The mean proportion of pupation exceeded 0.95 in all substrates, but there were significant differences in pupation as a function of the type of substrate used after controlling for block effects (F 4, 68 = 3.91, p = 0.0064). The highest proportions of pupation were observed with the three types of cellulose and the lowest with sawdust and fine wheat bran (Figure 2a), but a significant difference was only detected between cellulose I and fine wheat bran (t = 3.01, p = 0.0291; Supplementary Materials File S2).

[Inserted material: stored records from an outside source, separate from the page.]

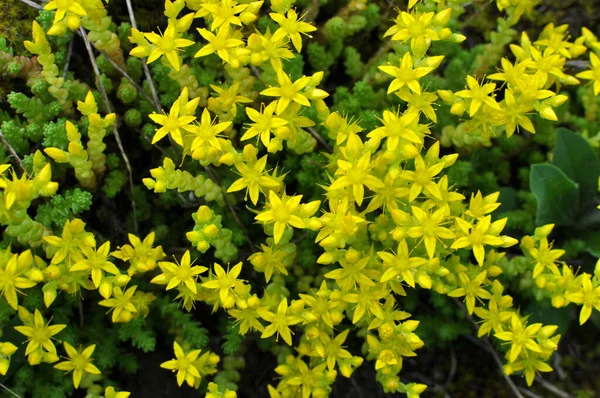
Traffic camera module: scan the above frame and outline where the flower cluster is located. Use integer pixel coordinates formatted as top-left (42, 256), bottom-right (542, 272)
top-left (0, 0), bottom-right (600, 398)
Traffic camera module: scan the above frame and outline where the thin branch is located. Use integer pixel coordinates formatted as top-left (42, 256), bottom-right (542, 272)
top-left (63, 38), bottom-right (74, 79)
top-left (306, 127), bottom-right (333, 153)
top-left (248, 66), bottom-right (333, 153)
top-left (444, 346), bottom-right (457, 388)
top-left (125, 0), bottom-right (161, 112)
top-left (535, 376), bottom-right (573, 398)
top-left (204, 167), bottom-right (256, 253)
top-left (453, 298), bottom-right (524, 398)
top-left (79, 27), bottom-right (138, 235)
top-left (96, 48), bottom-right (161, 112)
top-left (519, 387), bottom-right (542, 398)
top-left (0, 130), bottom-right (25, 171)
top-left (0, 383), bottom-right (23, 398)
top-left (20, 0), bottom-right (161, 112)
top-left (21, 0), bottom-right (44, 10)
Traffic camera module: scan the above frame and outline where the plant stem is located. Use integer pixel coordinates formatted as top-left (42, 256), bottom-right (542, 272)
top-left (0, 130), bottom-right (25, 171)
top-left (79, 27), bottom-right (138, 235)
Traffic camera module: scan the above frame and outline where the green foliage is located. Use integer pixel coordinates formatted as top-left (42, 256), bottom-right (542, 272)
top-left (530, 164), bottom-right (579, 225)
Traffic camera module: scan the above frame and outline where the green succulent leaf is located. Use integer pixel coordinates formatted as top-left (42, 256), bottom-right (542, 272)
top-left (529, 164), bottom-right (579, 225)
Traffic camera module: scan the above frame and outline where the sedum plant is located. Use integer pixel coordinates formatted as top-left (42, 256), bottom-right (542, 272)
top-left (0, 0), bottom-right (600, 398)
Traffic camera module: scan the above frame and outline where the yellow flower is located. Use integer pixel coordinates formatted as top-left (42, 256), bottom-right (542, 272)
top-left (15, 307), bottom-right (67, 365)
top-left (448, 271), bottom-right (492, 314)
top-left (44, 0), bottom-right (87, 35)
top-left (260, 71), bottom-right (310, 115)
top-left (160, 341), bottom-right (202, 387)
top-left (241, 101), bottom-right (288, 147)
top-left (576, 51), bottom-right (600, 95)
top-left (0, 249), bottom-right (36, 310)
top-left (111, 232), bottom-right (165, 276)
top-left (104, 387), bottom-right (131, 398)
top-left (148, 94), bottom-right (198, 146)
top-left (227, 151), bottom-right (281, 205)
top-left (269, 9), bottom-right (317, 52)
top-left (150, 250), bottom-right (208, 294)
top-left (0, 342), bottom-right (17, 376)
top-left (202, 0), bottom-right (248, 31)
top-left (188, 108), bottom-right (231, 155)
top-left (379, 52), bottom-right (433, 94)
top-left (98, 286), bottom-right (137, 323)
top-left (454, 76), bottom-right (500, 117)
top-left (202, 261), bottom-right (242, 304)
top-left (69, 242), bottom-right (120, 289)
top-left (255, 191), bottom-right (305, 244)
top-left (407, 206), bottom-right (455, 258)
top-left (194, 28), bottom-right (244, 62)
top-left (494, 313), bottom-right (542, 362)
top-left (377, 240), bottom-right (427, 288)
top-left (259, 297), bottom-right (302, 345)
top-left (451, 216), bottom-right (518, 265)
top-left (566, 274), bottom-right (600, 325)
top-left (144, 20), bottom-right (194, 71)
top-left (54, 341), bottom-right (101, 388)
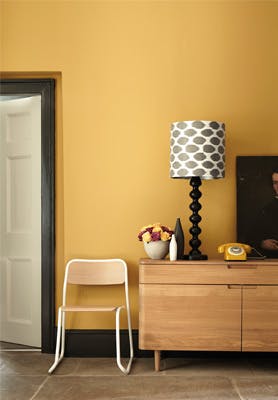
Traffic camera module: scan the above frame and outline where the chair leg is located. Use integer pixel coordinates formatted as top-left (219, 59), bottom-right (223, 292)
top-left (48, 307), bottom-right (65, 374)
top-left (116, 306), bottom-right (133, 375)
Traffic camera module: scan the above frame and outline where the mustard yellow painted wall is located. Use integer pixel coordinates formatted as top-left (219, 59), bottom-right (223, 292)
top-left (1, 1), bottom-right (278, 328)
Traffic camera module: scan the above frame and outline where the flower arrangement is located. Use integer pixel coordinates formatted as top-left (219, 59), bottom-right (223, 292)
top-left (138, 223), bottom-right (174, 243)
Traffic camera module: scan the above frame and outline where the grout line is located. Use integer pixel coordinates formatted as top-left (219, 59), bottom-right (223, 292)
top-left (230, 378), bottom-right (245, 400)
top-left (29, 376), bottom-right (49, 400)
top-left (0, 349), bottom-right (41, 353)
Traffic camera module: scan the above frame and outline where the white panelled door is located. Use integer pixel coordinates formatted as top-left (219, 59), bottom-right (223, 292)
top-left (0, 96), bottom-right (41, 347)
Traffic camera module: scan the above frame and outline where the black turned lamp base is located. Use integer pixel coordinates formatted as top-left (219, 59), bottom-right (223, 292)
top-left (183, 254), bottom-right (208, 261)
top-left (187, 176), bottom-right (208, 260)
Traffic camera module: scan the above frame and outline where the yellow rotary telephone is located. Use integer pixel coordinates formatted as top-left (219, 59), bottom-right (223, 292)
top-left (218, 243), bottom-right (251, 261)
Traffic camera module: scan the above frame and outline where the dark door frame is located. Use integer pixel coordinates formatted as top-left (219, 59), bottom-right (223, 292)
top-left (0, 79), bottom-right (55, 353)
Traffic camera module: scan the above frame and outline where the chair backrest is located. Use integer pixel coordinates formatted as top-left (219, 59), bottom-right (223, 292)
top-left (65, 259), bottom-right (126, 285)
top-left (63, 258), bottom-right (129, 307)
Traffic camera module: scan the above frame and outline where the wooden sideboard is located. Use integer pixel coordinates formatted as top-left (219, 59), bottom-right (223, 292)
top-left (139, 259), bottom-right (278, 370)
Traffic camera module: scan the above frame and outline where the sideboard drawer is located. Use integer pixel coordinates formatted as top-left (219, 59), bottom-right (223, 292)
top-left (139, 260), bottom-right (278, 285)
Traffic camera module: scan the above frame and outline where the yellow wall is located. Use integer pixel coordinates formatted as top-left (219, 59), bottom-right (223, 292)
top-left (1, 0), bottom-right (278, 328)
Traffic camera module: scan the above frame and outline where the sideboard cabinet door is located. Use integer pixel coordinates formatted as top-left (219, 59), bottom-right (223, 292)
top-left (242, 285), bottom-right (278, 351)
top-left (139, 284), bottom-right (241, 351)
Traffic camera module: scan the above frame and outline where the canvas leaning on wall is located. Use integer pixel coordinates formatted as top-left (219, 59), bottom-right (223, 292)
top-left (236, 156), bottom-right (278, 258)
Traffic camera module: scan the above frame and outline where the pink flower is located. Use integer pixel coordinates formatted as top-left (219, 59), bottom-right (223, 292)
top-left (137, 222), bottom-right (173, 242)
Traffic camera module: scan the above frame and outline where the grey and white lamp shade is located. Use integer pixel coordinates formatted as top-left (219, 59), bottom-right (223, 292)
top-left (170, 121), bottom-right (225, 179)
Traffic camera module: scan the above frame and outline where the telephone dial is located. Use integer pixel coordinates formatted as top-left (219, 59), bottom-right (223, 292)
top-left (218, 243), bottom-right (251, 261)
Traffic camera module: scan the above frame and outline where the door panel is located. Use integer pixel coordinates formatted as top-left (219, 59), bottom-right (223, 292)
top-left (139, 284), bottom-right (241, 351)
top-left (242, 286), bottom-right (278, 351)
top-left (0, 96), bottom-right (41, 347)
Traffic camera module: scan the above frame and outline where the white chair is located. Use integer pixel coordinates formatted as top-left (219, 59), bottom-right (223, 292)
top-left (48, 259), bottom-right (133, 374)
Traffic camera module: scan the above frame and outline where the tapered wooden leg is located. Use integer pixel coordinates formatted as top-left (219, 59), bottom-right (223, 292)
top-left (154, 350), bottom-right (161, 372)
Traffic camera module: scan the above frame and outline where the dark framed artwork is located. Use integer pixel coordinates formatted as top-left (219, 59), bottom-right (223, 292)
top-left (236, 156), bottom-right (278, 258)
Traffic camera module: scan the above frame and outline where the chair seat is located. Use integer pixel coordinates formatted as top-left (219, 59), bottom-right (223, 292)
top-left (61, 305), bottom-right (118, 312)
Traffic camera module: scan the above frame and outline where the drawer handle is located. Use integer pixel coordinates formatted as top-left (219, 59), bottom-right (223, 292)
top-left (227, 264), bottom-right (257, 269)
top-left (243, 285), bottom-right (258, 289)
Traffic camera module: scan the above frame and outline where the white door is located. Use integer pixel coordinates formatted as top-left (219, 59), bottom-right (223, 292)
top-left (0, 96), bottom-right (41, 347)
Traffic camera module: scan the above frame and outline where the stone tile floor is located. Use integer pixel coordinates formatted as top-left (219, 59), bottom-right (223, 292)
top-left (0, 343), bottom-right (278, 400)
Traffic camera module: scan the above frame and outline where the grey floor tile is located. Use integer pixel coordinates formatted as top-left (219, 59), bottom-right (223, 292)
top-left (249, 353), bottom-right (278, 380)
top-left (0, 352), bottom-right (79, 375)
top-left (35, 375), bottom-right (239, 400)
top-left (161, 358), bottom-right (253, 377)
top-left (0, 374), bottom-right (47, 400)
top-left (74, 358), bottom-right (161, 376)
top-left (235, 376), bottom-right (278, 400)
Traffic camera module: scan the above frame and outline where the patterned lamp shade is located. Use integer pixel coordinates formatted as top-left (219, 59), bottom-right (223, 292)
top-left (170, 121), bottom-right (225, 179)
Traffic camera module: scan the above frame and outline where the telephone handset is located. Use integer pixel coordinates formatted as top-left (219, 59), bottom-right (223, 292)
top-left (218, 243), bottom-right (251, 261)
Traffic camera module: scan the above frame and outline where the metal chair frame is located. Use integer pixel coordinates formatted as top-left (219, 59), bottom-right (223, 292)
top-left (48, 258), bottom-right (133, 375)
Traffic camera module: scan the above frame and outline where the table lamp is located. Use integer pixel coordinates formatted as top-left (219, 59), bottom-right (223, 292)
top-left (170, 121), bottom-right (225, 260)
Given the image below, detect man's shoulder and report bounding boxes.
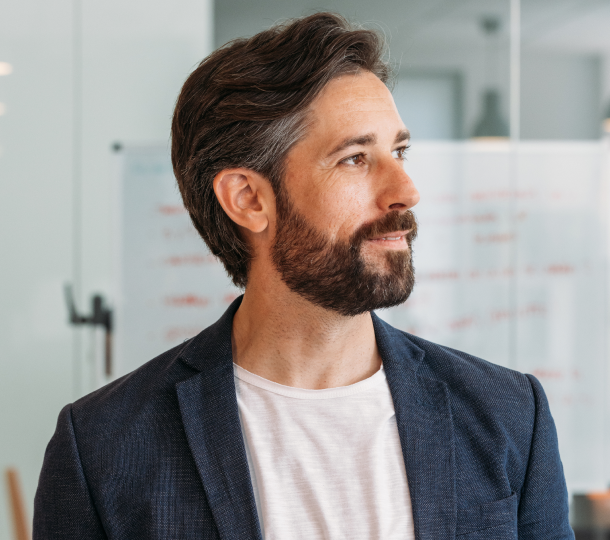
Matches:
[71,340,196,436]
[394,330,539,412]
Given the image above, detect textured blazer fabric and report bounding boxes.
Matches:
[34,298,574,540]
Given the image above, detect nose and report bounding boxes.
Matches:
[377,154,419,212]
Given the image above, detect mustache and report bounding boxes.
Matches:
[350,210,417,249]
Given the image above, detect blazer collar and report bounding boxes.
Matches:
[176,297,262,540]
[176,297,457,540]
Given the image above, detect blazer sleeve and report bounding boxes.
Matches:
[33,405,107,540]
[518,375,574,540]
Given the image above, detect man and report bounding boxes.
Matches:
[34,13,573,540]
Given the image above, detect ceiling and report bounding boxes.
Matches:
[215,0,610,52]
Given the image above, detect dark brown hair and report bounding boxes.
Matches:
[172,13,389,287]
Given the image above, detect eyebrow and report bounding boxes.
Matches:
[326,129,411,157]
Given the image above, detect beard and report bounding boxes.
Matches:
[271,193,417,317]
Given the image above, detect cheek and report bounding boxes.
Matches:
[308,182,374,238]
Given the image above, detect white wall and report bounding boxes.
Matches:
[0,0,213,540]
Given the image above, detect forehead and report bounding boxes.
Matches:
[310,71,404,147]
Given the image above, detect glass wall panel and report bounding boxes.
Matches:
[0,0,212,540]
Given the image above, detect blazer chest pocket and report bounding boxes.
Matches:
[455,493,517,540]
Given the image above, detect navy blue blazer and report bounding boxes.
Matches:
[34,299,574,540]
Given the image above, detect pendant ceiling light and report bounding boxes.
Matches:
[472,17,509,139]
[603,103,610,135]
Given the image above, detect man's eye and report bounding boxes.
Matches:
[392,146,410,161]
[341,154,364,165]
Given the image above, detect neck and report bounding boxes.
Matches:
[232,275,381,389]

The weight of 11-day-old female pupae did not differ significantly according to the type of pupation substrate used (F 4, 68 = 1.57, p = 0.1935), and the mean pupal weight was more than 9 mg in all cases (Figure 2b). The proportion of female emergence (F 4, 68 = 2.8, p = 0.0325, Figure 2c) and female fliers (F 4, 68 = 4.18, p = 0.0044, Figure 2d) differed significantly as a function of the type of pupation substrate used, following a similar trend, with the highest mean proportions observed in larvae that pupated in sawdust, followed by cellulose III and cellulose II, whereas the lowest proportions were observed in fine wheat bran and cellulose I. However, the only significant difference in the proportion of female emergence and female fliers was observed between cellulose I and sawdust (female emergence: t = 2.93, p = 0.0356; female fliers: t = 3.61, p = 0.0051; Supplementary Materials File S2).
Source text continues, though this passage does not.